We typically limit this blog to BIA decisions and discussion, but a decision from the Ninth Circuit today has significant implications on the amount of deference the Ninth Circuit will give to published BIA decisions.
In Garfias-Rodriguez v. Holder, the Ninth Circuit has apparently uttered the last word in a long and twisted series of decisions about how a waiver under former section 245(i) should be applied when a person is inadmissible under the permanent bar in INA 212(a)(9)(C). The court recognized that there is a tension between former INA section 245(i) and INA 212(a)(9)(C), because the former allowed adjustment of status for individuals who had entered without permission while the latter made some individuals who had entered without permission to be permanently ineligible for adjustment of status. Because an ambiguity exists, the courts must then determine whether the agency’s interpretation of the ambiguous statute is reasonable under the Supreme Court’s decision in Chevron, U.S.A., Inc. v. Natural Resources Defense Council, Inc., 467 U.S. 837, 842-44 (1984). The courts are supposed to defer to reasonable agency interpretations even when they conflict with the prior holding of a federal circuit court.
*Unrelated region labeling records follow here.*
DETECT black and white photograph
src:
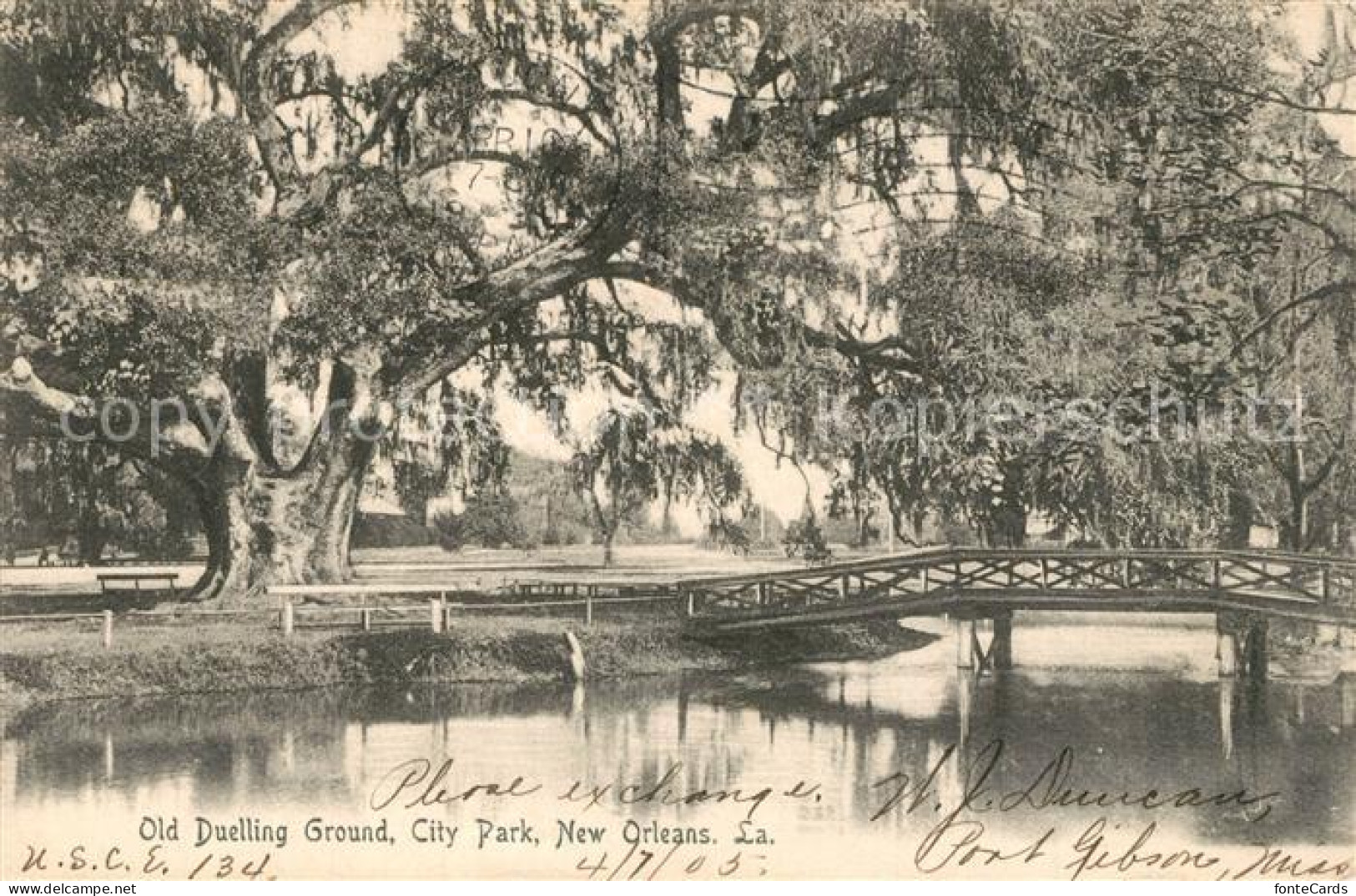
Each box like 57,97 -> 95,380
0,0 -> 1356,878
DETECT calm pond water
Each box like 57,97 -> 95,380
0,618 -> 1356,880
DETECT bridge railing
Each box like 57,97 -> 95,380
679,547 -> 1356,620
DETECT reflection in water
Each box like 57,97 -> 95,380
0,621 -> 1356,873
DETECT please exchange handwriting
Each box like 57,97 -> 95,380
369,757 -> 820,820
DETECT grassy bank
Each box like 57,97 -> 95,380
0,618 -> 933,710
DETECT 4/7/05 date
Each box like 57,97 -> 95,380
19,843 -> 274,881
575,843 -> 768,881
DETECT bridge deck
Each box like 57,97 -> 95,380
678,547 -> 1356,631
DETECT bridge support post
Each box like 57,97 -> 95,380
950,617 -> 979,670
989,610 -> 1013,672
1215,627 -> 1243,677
1215,612 -> 1267,682
1243,621 -> 1267,682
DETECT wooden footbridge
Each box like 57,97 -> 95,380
678,547 -> 1356,677
678,547 -> 1356,632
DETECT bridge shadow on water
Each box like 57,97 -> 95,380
0,626 -> 1356,843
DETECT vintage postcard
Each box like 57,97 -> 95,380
0,0 -> 1356,893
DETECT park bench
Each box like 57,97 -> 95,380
96,572 -> 179,594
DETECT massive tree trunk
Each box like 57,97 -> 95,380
191,439 -> 371,601
180,360 -> 381,601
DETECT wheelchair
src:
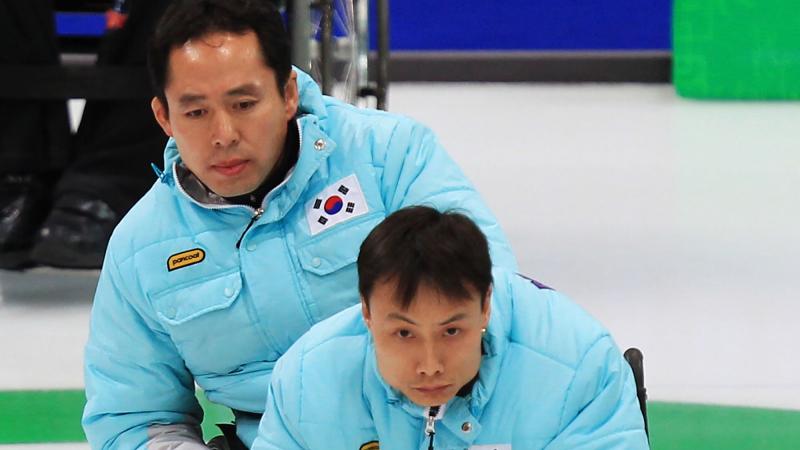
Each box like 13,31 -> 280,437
623,347 -> 650,439
279,0 -> 389,109
0,0 -> 389,109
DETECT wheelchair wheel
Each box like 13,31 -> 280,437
206,436 -> 230,450
308,0 -> 369,106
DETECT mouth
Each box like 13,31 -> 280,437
211,159 -> 248,177
412,384 -> 450,395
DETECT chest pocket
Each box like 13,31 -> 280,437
297,211 -> 384,323
152,269 -> 263,376
153,271 -> 242,326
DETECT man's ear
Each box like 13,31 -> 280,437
283,70 -> 300,121
361,297 -> 372,328
150,97 -> 172,137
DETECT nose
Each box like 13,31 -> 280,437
417,344 -> 444,377
211,112 -> 239,148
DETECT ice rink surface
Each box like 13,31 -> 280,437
0,83 -> 800,450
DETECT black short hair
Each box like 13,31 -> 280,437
147,0 -> 292,108
358,206 -> 492,309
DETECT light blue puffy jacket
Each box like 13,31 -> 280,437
252,271 -> 648,450
83,73 -> 516,450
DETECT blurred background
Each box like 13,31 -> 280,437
0,0 -> 800,450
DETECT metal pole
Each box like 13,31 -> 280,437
377,0 -> 389,110
289,0 -> 311,72
319,0 -> 333,95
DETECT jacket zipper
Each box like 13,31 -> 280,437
425,406 -> 439,450
236,208 -> 264,249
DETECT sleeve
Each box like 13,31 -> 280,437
82,251 -> 206,450
546,335 -> 649,450
375,120 -> 517,271
251,356 -> 310,450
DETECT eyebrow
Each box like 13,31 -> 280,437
178,94 -> 206,106
225,83 -> 258,97
386,313 -> 467,325
178,83 -> 258,106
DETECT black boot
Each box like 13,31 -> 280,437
31,192 -> 120,269
0,174 -> 50,269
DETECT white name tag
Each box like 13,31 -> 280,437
306,175 -> 369,235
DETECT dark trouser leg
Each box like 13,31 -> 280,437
33,0 -> 168,268
0,0 -> 70,269
56,0 -> 169,216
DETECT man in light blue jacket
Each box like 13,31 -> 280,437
83,0 -> 515,450
252,206 -> 648,450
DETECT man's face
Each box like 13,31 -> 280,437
152,31 -> 298,197
362,282 -> 489,406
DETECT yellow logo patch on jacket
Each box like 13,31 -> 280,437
167,248 -> 206,272
358,441 -> 381,450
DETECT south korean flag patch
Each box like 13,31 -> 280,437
306,175 -> 369,236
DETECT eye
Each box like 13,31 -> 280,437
395,329 -> 411,339
185,109 -> 206,119
236,100 -> 256,111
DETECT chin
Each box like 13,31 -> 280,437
406,392 -> 454,406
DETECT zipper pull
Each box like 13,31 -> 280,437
425,406 -> 439,450
236,208 -> 264,249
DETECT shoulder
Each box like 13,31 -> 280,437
492,271 -> 610,369
272,305 -> 369,424
326,100 -> 434,153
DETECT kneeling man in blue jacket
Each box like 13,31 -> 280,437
253,206 -> 648,450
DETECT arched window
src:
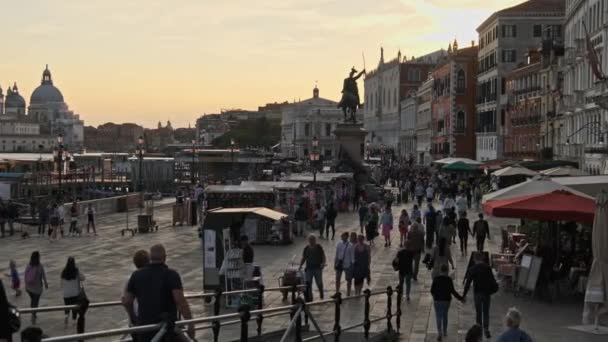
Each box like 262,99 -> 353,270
456,69 -> 466,94
456,111 -> 466,133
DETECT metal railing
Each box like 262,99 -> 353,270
32,286 -> 403,342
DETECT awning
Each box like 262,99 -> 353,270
208,207 -> 287,221
483,190 -> 595,224
492,165 -> 538,177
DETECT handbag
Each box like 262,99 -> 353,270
8,304 -> 21,334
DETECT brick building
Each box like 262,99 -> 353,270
431,41 -> 478,159
504,51 -> 542,159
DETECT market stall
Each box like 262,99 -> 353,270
201,207 -> 292,290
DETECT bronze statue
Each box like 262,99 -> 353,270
338,67 -> 365,123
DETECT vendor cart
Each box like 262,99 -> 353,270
279,256 -> 306,301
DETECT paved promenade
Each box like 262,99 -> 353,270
0,199 -> 605,342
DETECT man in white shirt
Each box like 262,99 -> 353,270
456,193 -> 468,217
334,232 -> 354,295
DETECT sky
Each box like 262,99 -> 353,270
0,0 -> 522,127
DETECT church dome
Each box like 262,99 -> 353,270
4,83 -> 25,108
30,65 -> 63,105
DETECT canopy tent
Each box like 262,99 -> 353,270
482,176 -> 593,203
441,161 -> 479,172
492,165 -> 538,177
433,158 -> 483,165
540,166 -> 589,177
483,190 -> 595,224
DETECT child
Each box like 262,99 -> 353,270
7,260 -> 21,297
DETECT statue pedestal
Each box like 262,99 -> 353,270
334,123 -> 367,164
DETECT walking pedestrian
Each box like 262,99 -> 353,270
24,251 -> 49,325
458,212 -> 473,256
399,209 -> 410,247
422,203 -> 439,249
463,252 -> 498,338
38,201 -> 49,236
365,205 -> 380,246
396,240 -> 415,302
353,235 -> 372,295
359,201 -> 369,235
407,217 -> 424,281
7,260 -> 21,297
334,232 -> 353,293
473,213 -> 491,252
61,257 -> 85,328
431,264 -> 464,341
314,203 -> 326,239
123,245 -> 195,342
300,234 -> 327,301
69,201 -> 81,236
294,203 -> 308,236
380,204 -> 393,247
496,308 -> 532,342
49,203 -> 61,241
431,238 -> 454,278
87,203 -> 97,236
325,202 -> 338,240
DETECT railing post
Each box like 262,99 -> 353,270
386,286 -> 393,333
395,285 -> 403,332
334,292 -> 342,342
211,288 -> 222,342
363,289 -> 372,340
238,305 -> 251,342
255,284 -> 264,336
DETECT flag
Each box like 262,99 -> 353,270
583,21 -> 606,80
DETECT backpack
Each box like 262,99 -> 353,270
23,266 -> 38,287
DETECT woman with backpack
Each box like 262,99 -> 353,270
61,257 -> 85,328
24,251 -> 49,325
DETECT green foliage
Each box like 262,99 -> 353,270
213,118 -> 281,148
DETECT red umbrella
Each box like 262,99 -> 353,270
483,190 -> 595,224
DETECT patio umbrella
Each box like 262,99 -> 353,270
441,161 -> 478,172
492,165 -> 538,177
540,166 -> 589,177
482,176 -> 593,203
583,191 -> 608,325
483,190 -> 595,224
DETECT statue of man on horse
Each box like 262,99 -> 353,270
338,67 -> 365,123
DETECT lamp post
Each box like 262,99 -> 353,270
230,138 -> 236,172
308,137 -> 320,186
137,136 -> 144,196
53,133 -> 64,198
190,139 -> 196,184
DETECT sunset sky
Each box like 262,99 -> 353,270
0,0 -> 522,127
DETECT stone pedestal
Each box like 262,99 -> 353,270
334,123 -> 367,164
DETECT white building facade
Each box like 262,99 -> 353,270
476,0 -> 564,161
399,94 -> 418,158
554,0 -> 608,174
281,87 -> 362,159
416,77 -> 434,165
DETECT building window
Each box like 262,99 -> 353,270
456,69 -> 466,94
456,111 -> 465,133
502,49 -> 517,63
502,25 -> 517,38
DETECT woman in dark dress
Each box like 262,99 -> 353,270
365,205 -> 380,245
353,235 -> 372,295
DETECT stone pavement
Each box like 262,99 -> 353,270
0,200 -> 604,342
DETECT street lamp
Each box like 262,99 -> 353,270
230,138 -> 236,175
53,133 -> 64,198
137,136 -> 144,198
190,139 -> 196,184
308,137 -> 320,185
National Cable & Telecommunications Ass’n v. Brand X Internet Services, 545 U.S. 967, 982-83 (2005). On this question, the Ninth Circuit recognized that every other circuit to have considered it had decided that the BIA’s interpretation of the statute was reasonable, and it joined those circuits. The court concluded that although this change in policy was retroactive, it still applied to the petitioner.
In an unrelated issue, the court concluded that it lacked the equitable authority to stay an order of voluntary departure. And it joined the Sixth Circuit in holding that 8 C.F.R.§ 1240.26(i), which terminates a grant of voluntary departure upon the filing of a petition for review if the person does not leave the country within 30 days, is a permissible use of the discretion delegated to the Attorney General by Congress.